Let’s look more closely at this:
You walk into a store/shop - what do you expect?
Hello/Good Morning/ Good Afternoon.
A smile, someone to approach you and ask if they can help?
What is your next expectation?
Most people would say deal with the issue or to deal with the purchase you have a conversation are obtaining.
Let’s take an example:-
I recently purchased packs of balloons for a person leaving our business, but, they had big holes in them and were really not good for the job required. What should I do?
I am not a natural complainer, however, this was going to effect a member of staff’s last day in the business and we all wanted it go well.
I telephoned the company concerned and was asked to email my complaint, which I did accordingly.
A member of staff returned my call and could not apologise enough for the item not being perfect and indicated she was going to check with the supplier and address the content of my complaint. She then asked “ what I would consider would be a fair refund?”. I stated the balloons had cost me £2.00 and she asked if £25.00 refund was good enough. Obviously I was exceptionally happy with this resolution.
Would I be happy to shop their again, as the experience was not good?
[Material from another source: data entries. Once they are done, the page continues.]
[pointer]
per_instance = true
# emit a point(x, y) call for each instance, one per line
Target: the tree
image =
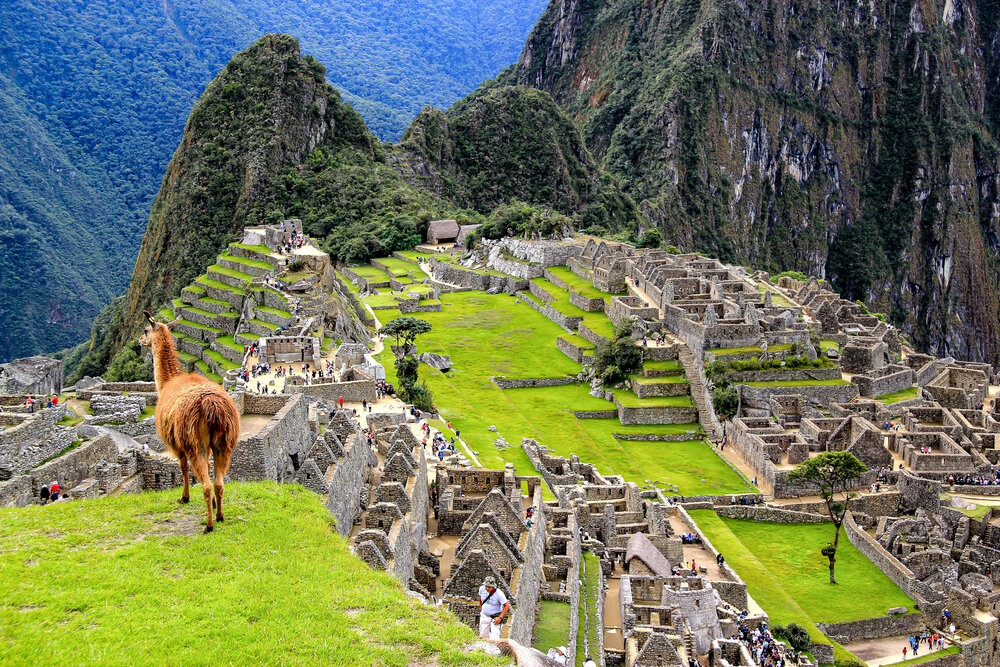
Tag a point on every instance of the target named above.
point(616, 360)
point(405, 330)
point(834, 472)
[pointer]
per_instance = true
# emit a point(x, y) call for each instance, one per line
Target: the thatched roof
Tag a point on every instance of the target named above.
point(442, 229)
point(640, 547)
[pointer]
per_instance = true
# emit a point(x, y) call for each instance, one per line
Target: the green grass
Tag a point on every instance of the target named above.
point(902, 395)
point(629, 399)
point(799, 383)
point(789, 578)
point(590, 581)
point(232, 273)
point(273, 311)
point(223, 363)
point(205, 280)
point(131, 580)
point(551, 626)
point(936, 655)
point(202, 326)
point(668, 365)
point(202, 366)
point(263, 249)
point(256, 263)
point(230, 342)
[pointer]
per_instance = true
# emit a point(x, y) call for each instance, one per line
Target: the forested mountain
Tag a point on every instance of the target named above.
point(94, 96)
point(270, 138)
point(853, 140)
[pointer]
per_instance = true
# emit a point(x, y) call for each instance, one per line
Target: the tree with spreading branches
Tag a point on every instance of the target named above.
point(834, 472)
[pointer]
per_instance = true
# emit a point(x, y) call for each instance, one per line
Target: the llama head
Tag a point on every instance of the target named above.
point(155, 332)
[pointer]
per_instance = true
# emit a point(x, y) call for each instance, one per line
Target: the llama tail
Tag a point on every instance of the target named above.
point(223, 421)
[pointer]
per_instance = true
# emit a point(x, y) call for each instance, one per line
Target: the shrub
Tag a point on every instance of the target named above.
point(616, 360)
point(726, 401)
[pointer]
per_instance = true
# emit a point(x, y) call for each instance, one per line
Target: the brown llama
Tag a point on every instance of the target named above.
point(193, 416)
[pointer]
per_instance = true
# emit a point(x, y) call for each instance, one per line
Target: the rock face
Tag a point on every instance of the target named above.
point(850, 140)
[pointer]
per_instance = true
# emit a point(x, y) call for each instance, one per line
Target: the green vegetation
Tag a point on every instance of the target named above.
point(551, 625)
point(902, 395)
point(113, 565)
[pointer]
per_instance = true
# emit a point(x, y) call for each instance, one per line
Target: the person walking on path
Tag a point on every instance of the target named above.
point(493, 608)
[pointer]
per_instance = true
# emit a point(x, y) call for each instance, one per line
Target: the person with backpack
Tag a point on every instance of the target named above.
point(493, 609)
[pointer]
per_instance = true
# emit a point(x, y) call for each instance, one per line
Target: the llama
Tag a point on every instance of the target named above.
point(193, 415)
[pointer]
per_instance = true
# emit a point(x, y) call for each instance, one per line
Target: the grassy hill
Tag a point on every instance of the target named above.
point(133, 579)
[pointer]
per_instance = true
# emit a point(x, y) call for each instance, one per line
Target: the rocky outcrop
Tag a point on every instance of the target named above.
point(854, 141)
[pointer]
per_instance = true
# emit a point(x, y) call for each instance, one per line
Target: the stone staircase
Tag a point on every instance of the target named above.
point(699, 391)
I think I would have to think about this further.
Two days later the vouchers arrived in the post and I was exceptionally happy. The lady called me to ensure I had received these vouchers and to check I was happy to continue using the shop again? If I had any further issues/complaints to call her and she would personally ensure these were addressed. Well, I was really pleased and happy with the way the matter was addressed. If I had a complaint in the future I knew who to contact.
A good example of Fantastic service in my opinion!
In contrast...a week later I had to contact a bank about the inefficiency of their service.
This is how this was addressed. “Sorry we have not responded to your complaint, but, the paperwork has not been received, so I will forward the paperwork again.
Three weeks later the necessary paperwork arrived was signed, forwarded registered post to the necessary department of the bank.
Three- ten weeks later the bank discovered they had forwarded the incorrect paperwork; but, this was only discovered after the necessary work had been completed and signed by the business. They did not contact the necessary parties immediately, but waited for a follow up conversation. The signatories were not happy with the way this matter was being addressed and stated so. Their response was we will reprint the relevant paperwork and forward it in due course.
Point one: Why did they not contact the client at any point and why should the client chase them to do their jobs?
Point two: They are consistently trained in banking to deal with customers and to ensure they are dealt with in a professional manner. What happened on this occasion?
This is an example of bad customer service. WHY?
We did not get what we expected and they did not communicate any concerns they had until, we had to contact them directly ourselves.
Incompetent service is often about mistakes and how they are dealt with, how they can be rectified to the satisfaction of the individual and not a generic conclusion (treat people how YOU would want to be treated. It is always a good rule to follow).
Bad service should not be acceptable and no one should lie down and take it. The sign of a great business is how it deals with complaints. We live in a world where good service should be given and achievable - regardless of staffing levels or other obstacles.